Wallow – The next most common response to our failures is to simply feel the weight of what we’ve done wrong and allow ourselves to wallow in that sadness and guilt. Never actually seeking healing, we think somehow that by staying in a miserable, depressed reality over our wrongness will at least offer some penance for the failure. But there is no healing here either, only guilt. Shame and guilt. Regret. Not hope. Not healing. In the parent/child relationship, this just keeps you (and your child) circling the same pain over and over and over again, never healing, never being free, just held in the grip of regret.
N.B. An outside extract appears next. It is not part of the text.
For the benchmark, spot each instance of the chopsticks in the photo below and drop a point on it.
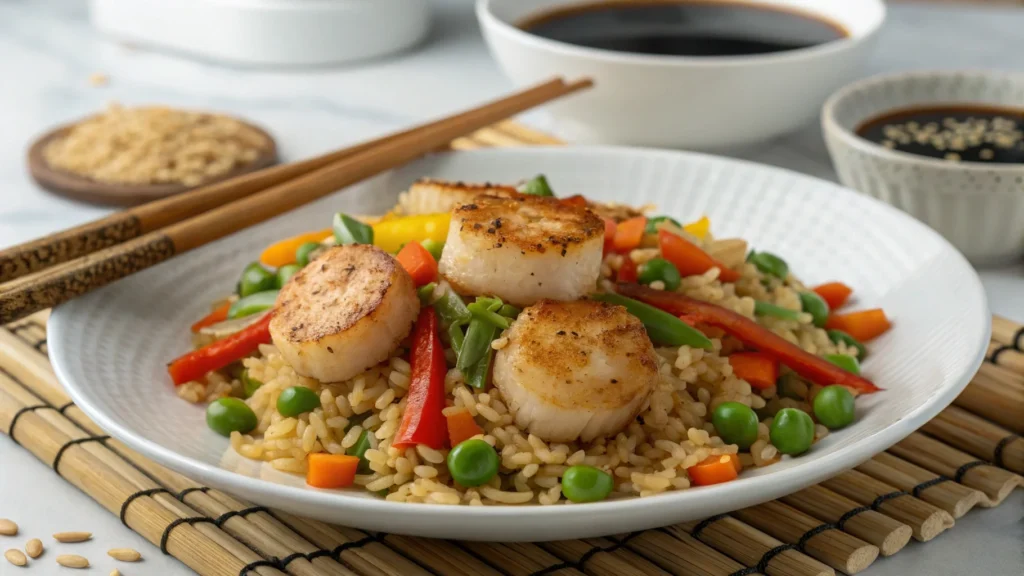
(138, 238)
Repent – The final response, the only one that is truly helpful and healing, is repentance. In repentance, you actually can do something about your failure. You can admit you messed up and you can ask Jesus to heal.* You actually step into a reality greater than the failure…a reality of Divine grace. The Bible says that Godly sorrow leads to repentance.** So, yes, you will feel sad over your failure, but you get to go further than simply wallowing you’re your sadness. You actually get to repent to God (and your child), asking Jesus for healing and transformation, and trusting the Spirit to give you the power to change so that you do not stay stuck in that failure. This is the only response to failure that brings about hope and healing. It is the only response that not only allows you to admit the wrong but also that allows you to “do” something with you did wrong, transferring your mistakes from a physical and emotional reality to a spiritual reality where Jesus can actually triumph over and heal your failures, changing you and setting you free from those failures.
In my next post, I will share more on repentance, adding in some practical “how to’s” for how that might look in motherhood. In the meantime, may I encourage you to embrace the third option of repentance as you encounter your own failures in motherhood.